By Anna Heiney
NASA's Kennedy Space Center
When a team of Kennedy Space Center ecology specialists ventured out to the Florida spaceport’s shoreline for a routine site survey, they expected to check on the progress of an ongoing dune restoration project. They didn't expect to find a compilation of poignant and charming writings.
Don Dankert first spotted the olive-green glass bottle jutting out of a shallow ditch just inland from the dune. It was May 2, 2018, and the area had recently been cleared of thick vegetation, leaving the bottle exposed. Surprised to have made such a discovery in the first place, Dankert retrieved and opened it, pulling out the neatly typed packet inside.
"You expect a single page, but it was five pages, front and back," said Dankert, NASA technical lead for environmental planning in the center's Environmental Management branch. "We were all reading excerpts, standing right there on the beach."
"Dearest Barbara," the first letter began.

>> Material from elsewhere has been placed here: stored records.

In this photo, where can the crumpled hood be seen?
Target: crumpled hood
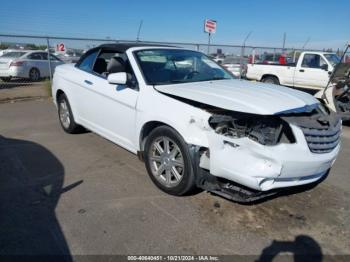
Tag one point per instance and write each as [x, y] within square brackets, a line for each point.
[243, 96]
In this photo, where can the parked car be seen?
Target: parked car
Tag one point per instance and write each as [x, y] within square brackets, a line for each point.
[31, 65]
[197, 125]
[233, 64]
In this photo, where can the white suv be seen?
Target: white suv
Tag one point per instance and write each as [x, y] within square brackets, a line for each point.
[194, 124]
[31, 65]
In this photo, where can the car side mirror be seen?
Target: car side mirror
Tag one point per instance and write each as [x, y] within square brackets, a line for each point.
[117, 78]
[324, 67]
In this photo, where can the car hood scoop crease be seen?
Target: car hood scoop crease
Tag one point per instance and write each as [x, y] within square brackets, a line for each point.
[244, 96]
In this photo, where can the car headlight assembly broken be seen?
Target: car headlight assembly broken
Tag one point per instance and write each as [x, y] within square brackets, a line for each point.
[265, 130]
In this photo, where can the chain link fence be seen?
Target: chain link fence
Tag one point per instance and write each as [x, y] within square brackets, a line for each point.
[28, 61]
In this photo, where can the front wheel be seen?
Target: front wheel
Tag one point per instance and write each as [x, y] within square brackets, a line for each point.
[168, 161]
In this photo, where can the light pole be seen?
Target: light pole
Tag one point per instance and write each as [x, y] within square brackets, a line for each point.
[307, 41]
[139, 31]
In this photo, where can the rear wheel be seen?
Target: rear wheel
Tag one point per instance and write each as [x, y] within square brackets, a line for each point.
[5, 79]
[168, 161]
[271, 80]
[66, 116]
[34, 74]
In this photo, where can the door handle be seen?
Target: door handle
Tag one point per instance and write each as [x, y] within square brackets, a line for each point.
[88, 82]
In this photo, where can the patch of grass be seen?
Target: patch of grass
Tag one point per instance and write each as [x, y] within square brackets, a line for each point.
[47, 84]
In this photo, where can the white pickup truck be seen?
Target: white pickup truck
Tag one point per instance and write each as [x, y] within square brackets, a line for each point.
[311, 71]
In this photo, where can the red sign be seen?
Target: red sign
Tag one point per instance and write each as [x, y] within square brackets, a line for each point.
[60, 48]
[209, 26]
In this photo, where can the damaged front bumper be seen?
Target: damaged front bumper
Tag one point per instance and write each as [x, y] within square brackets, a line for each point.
[264, 168]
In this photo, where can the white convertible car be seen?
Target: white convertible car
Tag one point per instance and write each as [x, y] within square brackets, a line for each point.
[194, 125]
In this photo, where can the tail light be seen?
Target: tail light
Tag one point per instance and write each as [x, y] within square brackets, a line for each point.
[17, 63]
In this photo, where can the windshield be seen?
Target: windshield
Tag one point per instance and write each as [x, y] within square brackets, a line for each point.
[332, 58]
[13, 54]
[168, 66]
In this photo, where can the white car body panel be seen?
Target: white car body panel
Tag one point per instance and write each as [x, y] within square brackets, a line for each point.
[240, 95]
[6, 70]
[119, 114]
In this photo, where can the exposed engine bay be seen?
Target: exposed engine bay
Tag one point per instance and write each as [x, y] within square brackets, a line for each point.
[320, 126]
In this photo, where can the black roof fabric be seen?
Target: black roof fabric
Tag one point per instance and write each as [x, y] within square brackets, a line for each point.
[117, 47]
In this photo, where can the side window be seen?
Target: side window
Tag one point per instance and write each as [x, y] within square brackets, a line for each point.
[88, 62]
[102, 61]
[312, 61]
[35, 56]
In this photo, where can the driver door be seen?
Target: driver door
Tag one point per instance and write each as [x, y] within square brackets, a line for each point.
[107, 109]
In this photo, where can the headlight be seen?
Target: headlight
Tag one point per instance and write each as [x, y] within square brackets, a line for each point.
[266, 130]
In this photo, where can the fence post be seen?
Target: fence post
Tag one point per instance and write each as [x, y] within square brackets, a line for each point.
[48, 56]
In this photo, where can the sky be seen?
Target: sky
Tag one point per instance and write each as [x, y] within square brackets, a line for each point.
[324, 23]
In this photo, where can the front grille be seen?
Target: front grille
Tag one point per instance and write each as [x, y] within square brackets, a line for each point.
[323, 139]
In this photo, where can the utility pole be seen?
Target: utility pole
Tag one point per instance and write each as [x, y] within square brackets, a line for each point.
[284, 41]
[139, 31]
[208, 51]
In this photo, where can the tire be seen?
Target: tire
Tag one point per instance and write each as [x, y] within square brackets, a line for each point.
[34, 74]
[271, 80]
[160, 166]
[6, 79]
[66, 117]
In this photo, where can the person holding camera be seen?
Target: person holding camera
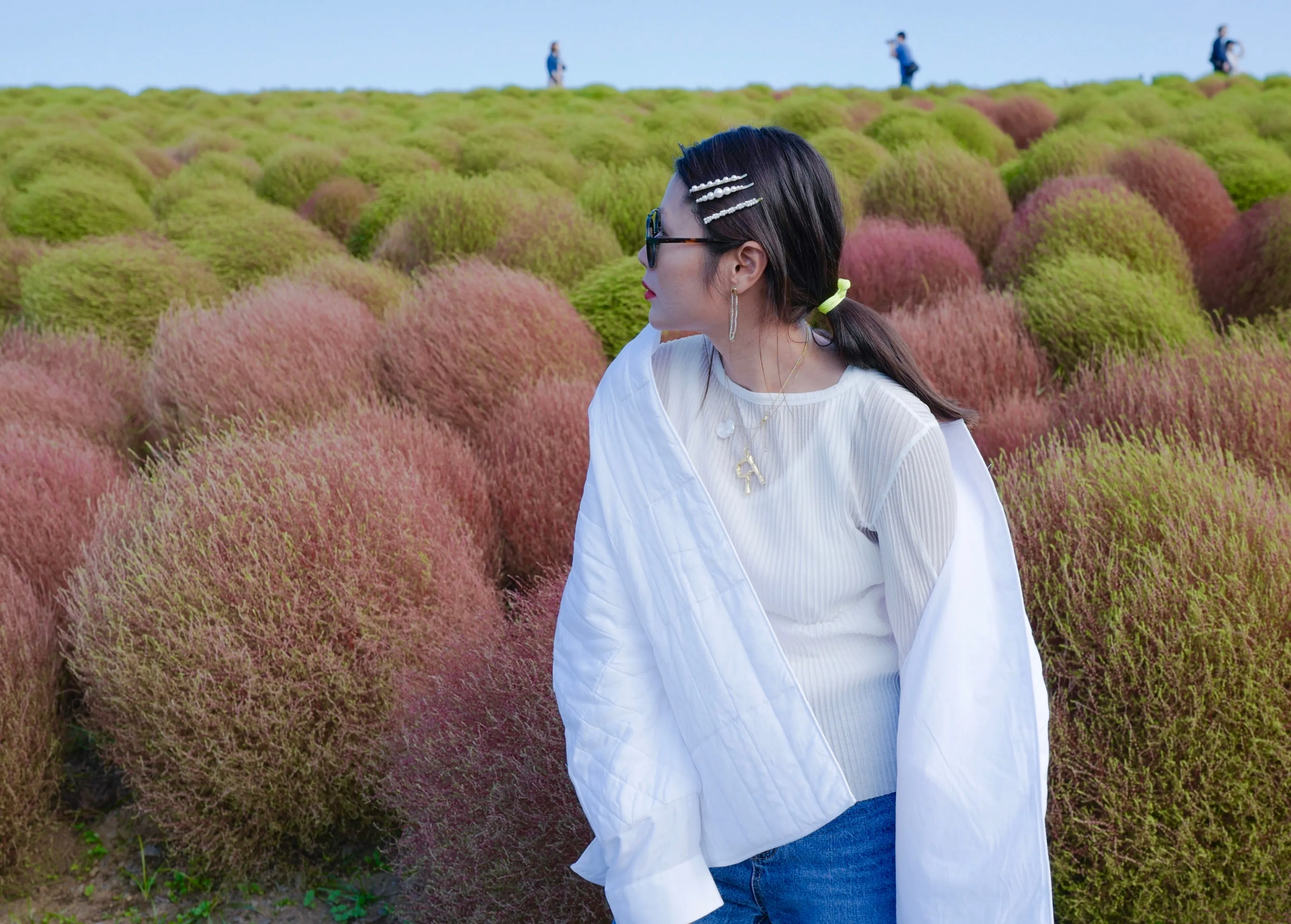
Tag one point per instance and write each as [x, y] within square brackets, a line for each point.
[901, 52]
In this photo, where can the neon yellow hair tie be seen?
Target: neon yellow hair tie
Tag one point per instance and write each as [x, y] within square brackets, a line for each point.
[832, 303]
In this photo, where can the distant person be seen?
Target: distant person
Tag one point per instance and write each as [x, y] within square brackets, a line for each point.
[901, 52]
[555, 66]
[1219, 53]
[1233, 52]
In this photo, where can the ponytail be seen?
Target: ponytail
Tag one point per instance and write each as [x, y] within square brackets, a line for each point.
[865, 338]
[798, 220]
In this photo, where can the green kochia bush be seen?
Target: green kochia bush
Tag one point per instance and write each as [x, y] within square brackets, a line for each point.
[1065, 153]
[241, 620]
[976, 133]
[942, 186]
[74, 204]
[117, 288]
[621, 199]
[1157, 580]
[79, 151]
[294, 173]
[1082, 305]
[1090, 215]
[247, 243]
[612, 300]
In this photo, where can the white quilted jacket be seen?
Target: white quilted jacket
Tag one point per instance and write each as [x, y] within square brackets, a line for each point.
[690, 743]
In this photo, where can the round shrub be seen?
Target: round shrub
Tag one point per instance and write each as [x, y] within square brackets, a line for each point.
[74, 204]
[304, 572]
[375, 284]
[975, 348]
[296, 171]
[536, 448]
[377, 164]
[1247, 271]
[29, 715]
[248, 243]
[806, 114]
[976, 133]
[336, 206]
[1067, 153]
[434, 357]
[891, 264]
[1182, 187]
[76, 382]
[79, 151]
[444, 459]
[50, 483]
[16, 255]
[1252, 170]
[612, 301]
[907, 128]
[1089, 215]
[621, 199]
[479, 780]
[440, 217]
[117, 288]
[1166, 655]
[1082, 305]
[287, 351]
[1024, 119]
[1234, 394]
[553, 238]
[544, 233]
[942, 186]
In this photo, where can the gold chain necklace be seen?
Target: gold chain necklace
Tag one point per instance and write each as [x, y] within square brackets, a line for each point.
[747, 469]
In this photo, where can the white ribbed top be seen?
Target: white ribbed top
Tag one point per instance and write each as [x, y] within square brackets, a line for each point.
[843, 543]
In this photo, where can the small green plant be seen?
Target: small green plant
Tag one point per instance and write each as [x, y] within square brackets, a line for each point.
[349, 902]
[144, 882]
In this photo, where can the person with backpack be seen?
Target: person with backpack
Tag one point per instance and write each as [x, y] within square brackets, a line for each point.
[555, 66]
[901, 52]
[1219, 52]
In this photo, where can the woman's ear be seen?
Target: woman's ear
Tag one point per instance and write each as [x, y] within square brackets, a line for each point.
[749, 266]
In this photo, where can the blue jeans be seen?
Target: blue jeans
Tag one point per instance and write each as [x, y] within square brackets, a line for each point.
[843, 873]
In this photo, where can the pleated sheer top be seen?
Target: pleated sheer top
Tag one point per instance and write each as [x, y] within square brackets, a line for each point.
[843, 540]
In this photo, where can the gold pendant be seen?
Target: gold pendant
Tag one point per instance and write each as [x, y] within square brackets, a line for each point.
[748, 475]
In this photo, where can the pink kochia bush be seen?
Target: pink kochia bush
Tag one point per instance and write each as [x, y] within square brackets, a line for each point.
[1180, 186]
[891, 264]
[490, 819]
[1247, 271]
[536, 452]
[239, 625]
[287, 351]
[975, 348]
[29, 719]
[443, 456]
[50, 484]
[1024, 119]
[74, 381]
[1234, 393]
[473, 335]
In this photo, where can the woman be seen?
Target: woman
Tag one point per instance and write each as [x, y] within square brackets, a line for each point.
[792, 661]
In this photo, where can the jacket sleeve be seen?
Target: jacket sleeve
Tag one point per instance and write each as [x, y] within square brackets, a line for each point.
[627, 758]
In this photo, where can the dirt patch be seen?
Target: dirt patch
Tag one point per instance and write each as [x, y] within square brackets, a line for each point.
[115, 869]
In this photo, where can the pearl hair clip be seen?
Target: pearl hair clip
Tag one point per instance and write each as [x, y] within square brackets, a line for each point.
[723, 192]
[699, 187]
[723, 214]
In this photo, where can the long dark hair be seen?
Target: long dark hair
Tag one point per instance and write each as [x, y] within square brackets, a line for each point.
[799, 224]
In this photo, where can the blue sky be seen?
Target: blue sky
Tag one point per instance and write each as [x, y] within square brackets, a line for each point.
[403, 46]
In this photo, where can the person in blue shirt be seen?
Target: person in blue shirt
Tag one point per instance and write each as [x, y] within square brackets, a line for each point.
[1219, 53]
[555, 66]
[901, 52]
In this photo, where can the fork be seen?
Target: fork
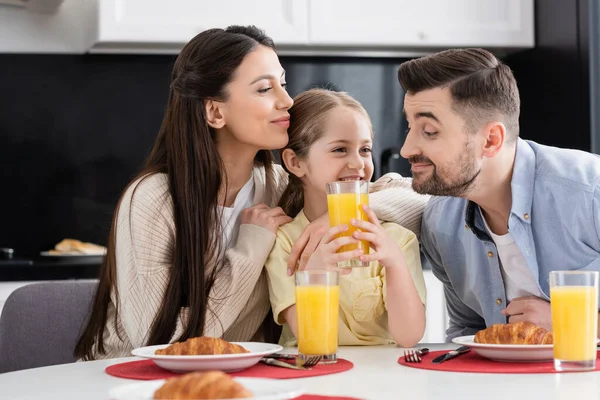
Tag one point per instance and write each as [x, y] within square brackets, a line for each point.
[311, 361]
[411, 355]
[298, 362]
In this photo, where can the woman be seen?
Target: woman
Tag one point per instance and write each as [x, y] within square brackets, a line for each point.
[193, 230]
[173, 268]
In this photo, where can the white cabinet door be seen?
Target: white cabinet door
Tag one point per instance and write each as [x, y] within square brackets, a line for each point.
[435, 23]
[177, 21]
[437, 317]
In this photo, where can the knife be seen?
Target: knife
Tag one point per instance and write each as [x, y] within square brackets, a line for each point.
[277, 363]
[450, 355]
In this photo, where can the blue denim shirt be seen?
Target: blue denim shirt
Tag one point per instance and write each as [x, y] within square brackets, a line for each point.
[554, 219]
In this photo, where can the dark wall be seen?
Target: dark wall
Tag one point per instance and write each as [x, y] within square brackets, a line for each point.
[75, 129]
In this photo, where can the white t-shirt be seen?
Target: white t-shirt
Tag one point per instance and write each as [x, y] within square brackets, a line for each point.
[230, 220]
[518, 280]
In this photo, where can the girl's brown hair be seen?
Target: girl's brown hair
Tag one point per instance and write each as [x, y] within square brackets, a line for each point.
[308, 118]
[184, 150]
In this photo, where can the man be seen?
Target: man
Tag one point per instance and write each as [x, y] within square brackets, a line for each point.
[510, 210]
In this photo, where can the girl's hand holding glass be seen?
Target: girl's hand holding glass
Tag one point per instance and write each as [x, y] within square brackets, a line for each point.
[326, 257]
[385, 249]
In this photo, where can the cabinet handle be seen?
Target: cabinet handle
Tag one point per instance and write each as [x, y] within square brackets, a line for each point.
[288, 11]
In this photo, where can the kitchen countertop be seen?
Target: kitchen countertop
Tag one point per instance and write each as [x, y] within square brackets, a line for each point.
[47, 268]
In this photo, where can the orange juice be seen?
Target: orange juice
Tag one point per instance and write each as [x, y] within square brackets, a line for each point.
[317, 312]
[574, 322]
[342, 208]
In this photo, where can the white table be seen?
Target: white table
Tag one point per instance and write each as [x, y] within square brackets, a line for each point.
[376, 375]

The writer, Victoria, addresses her sister Barbara directly, reminiscing about their sister, brother, parents, husbands and experiences they’d shared growing up. "My letter will take on its own pulse as I want to say the things I was not able to say at your bedside. . ."
After the first letter to Barbara was a second, written after she passed away in September 2012, describing the beautiful, smart and funny woman whom her siblings had always admired. Then, a copy of Barbara’s obituary. There were photos of Barbara, and several pages of her favorite witty "Barbara-isms."
Also included was a letter from Victoria to the person who would someday find and open the bottle.
"It is the desire of Barbara’s sisters to honor and share this amazing woman with the mystery of whomever should come upon 'Love from Barbara in a bottle,'" the letter read. "Barbara enjoyed life, and her funny side kept us laughing with the timing of these 'isms.'"
Victoria also included a phone number. Reached at her home in Mississippi, she was pleased and relieved to learn the bottle had surfaced.
"You don't know if it will be broken at sea; you wonder whether it will ever be found," she said.
After Barbara's passing, Victoria explained, the family had enlisted the help of the captain of a fishing charter that sailed out of Daytona Beach, Florida, about 50 miles north of the spaceport. He'd released the bottle in the Gulf Stream in March 2015. Dankert believes a passing hurricane probably carried it all the way over the dune to the place where it was finally discovered. The bottle and enclosed papers were all in good condition.
After the Kennedy team read the message that day at the beach, they brought it back to share with the rest of their organization.
"We shared it widely within our branch, with the disclaimer that it's emotional," Dankert said. "But it was well-received around here. Now everybody feels like we know Barbara, and a few of us still use the 'Barbara-isms.'"
Victoria and her surviving sister, Annis, are happy to know they accomplished their goal of honoring Barbara by sharing her warmth and wit.
"She loved life, and was just a beautiful woman, physically and in spirit," Victoria said. "She was an amazing role model."